Curcumin treatment of HT22 cells attenuated apoptosis and released cell cycle arrest during hypoxic stress. A: photomicrograph of HT22 exposed to 1% O₂ with or without curcumin treatment. Curcumin (2 μM) or DMSO vehicle-treated cells were placed inside hypoxic chamber to expose to 1% O₂. Forty-eight hours later, photomicrographs were taken. Arrows denote rounded white and rounded dead cells (a: control; b: 1% O₂; c: Cur + 1% O₂). B: photomicrograph of HT22 exposed to CoCl₂ with or without curcumin treatment. Curcumin (2 μM) or DMSO vehicle-treated cells were exposed to 100 or 200 μM of CoCl₂. Forty-eight hours later, photomicrographs were taken. Arrows denote rounded white dead cells (a: control; b: Cur only; c: 100 μM CoCl₂; d: Cur + 100 μM CoCl₂; e: 200 μM CoCl₂; f: Cur + 200 μM CoCl₂).

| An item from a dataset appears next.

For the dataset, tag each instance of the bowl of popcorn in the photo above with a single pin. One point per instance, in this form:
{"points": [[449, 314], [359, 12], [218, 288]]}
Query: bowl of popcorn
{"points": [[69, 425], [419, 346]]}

C: curcumin negatively regulated the vulnerability of HT22 cells to CoCl₂-evoked apoptotic cells death. Cells untreated (a: vehicle control), treated with different concentration of CoCl₂ alone (c: 100 μM; e: 200 μM) or pretreated with curcumin (b: 2 μM curcumin) followed by CoCl₂ treatment (d: 100 μM; f: 200 μM). After 48 h of treatment, apoptosis was evaluated using annexin V-FITC/propidium iodide (PI) staining followed by flow cytometry. Top: representative plots showing annexin V-FITC/PI staining of HT22 cells. The proportion of late or apoptotic cells is shown. Bottom: histogram showing a significant increase of apoptotic cells (compare gray vs. black bars). Data represent means ± SD of 3 independent experiments. **P < 0.001. D: curcumin released CoCl₂-induced S-phase and G₂-M-phase cell cycle arrest in HT22 cells. Cells were cultured in 100-mm plate and treated with curcumin or DMSO (vehicle) for 12 h and then subjected to different concentrations of CoCl₂. Cells were harvested and hypotonically lysed in a PI solution to stain the DNA. Nuclei were analyzed for DNA content by flow cytometry. a–f: same as in C. Percentage of cell population at the G₁, S, and G₂ phases is shown in histogram.